Que fait la police ?

Alors que la vie reprend doucement dans les rues de Genève, avec par exemple la réintroduction des marchés, les policiers sont plus que jamais opérationnels et au rendez-vous. «Sur place, nous accompagnons les marchands et les acheteurs pour faire respecter et appliquer la bonne marche des règles fédérales et cantonales».  Dans l’ensemble, tout le monde joue le jeu et la police n’a pas relevé plus de conduites immodérées ou de comportements malveillants qu’en temps normal.   

Cercle vertueux

Force est de constater que la diminution de la mobilité a donc eu quelques effets positifs. Parallèlement à la baisse drastique des flux de circulation, une diminution des accrochages et des accidents se fait également sentir.

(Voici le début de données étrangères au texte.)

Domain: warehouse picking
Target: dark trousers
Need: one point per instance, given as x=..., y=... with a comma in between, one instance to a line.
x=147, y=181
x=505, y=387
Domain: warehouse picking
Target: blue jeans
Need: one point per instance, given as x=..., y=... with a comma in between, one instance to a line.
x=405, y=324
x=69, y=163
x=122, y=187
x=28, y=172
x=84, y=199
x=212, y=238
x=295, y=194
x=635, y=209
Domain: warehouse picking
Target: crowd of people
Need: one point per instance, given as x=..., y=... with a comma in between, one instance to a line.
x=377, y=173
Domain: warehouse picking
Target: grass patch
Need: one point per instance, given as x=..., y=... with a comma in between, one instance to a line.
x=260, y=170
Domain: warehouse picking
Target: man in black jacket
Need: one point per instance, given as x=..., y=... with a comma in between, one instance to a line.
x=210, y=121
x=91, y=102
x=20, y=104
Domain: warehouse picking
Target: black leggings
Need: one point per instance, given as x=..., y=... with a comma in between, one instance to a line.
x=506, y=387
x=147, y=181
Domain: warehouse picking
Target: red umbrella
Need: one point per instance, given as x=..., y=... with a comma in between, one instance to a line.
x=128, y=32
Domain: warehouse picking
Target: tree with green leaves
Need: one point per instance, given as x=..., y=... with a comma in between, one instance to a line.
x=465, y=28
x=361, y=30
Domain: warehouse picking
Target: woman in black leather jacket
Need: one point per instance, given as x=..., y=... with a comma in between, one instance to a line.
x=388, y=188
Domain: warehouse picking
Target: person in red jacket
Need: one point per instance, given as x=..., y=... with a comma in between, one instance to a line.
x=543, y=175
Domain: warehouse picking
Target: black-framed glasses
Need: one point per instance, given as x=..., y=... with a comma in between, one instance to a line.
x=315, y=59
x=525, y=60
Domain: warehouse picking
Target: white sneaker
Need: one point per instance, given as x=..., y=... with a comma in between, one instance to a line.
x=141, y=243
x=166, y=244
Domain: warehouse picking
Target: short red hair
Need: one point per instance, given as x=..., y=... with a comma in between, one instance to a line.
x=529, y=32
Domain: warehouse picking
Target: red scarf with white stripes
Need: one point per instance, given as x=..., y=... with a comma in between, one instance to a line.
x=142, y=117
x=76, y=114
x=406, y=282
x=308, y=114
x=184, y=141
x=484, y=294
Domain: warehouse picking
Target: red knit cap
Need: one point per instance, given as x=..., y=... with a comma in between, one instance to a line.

Comme une conséquence indirecte de cet immobilisme forcé, les forces de l’ordre notent par ailleurs une diminution très nette des cambriolages et de la criminalité, même s’ils ne peuvent pour le moment donner de statistiques. Preuve que le confinement n’aura finalement pas eu que des mauvais côtés… 

Catherine Delaby

Un grand merci au Major Patrick Pulh

Sources : lemessager.fr au 24/03/2020 – « Pandémie : Comment le coronavirus a mis Genève au pas » article paru dans la Tribune de Genève le 06/04/2020 – « En Suisse, un déconfinement à petits pas » par Ian Hammel – Le Point international du 17/04/2020.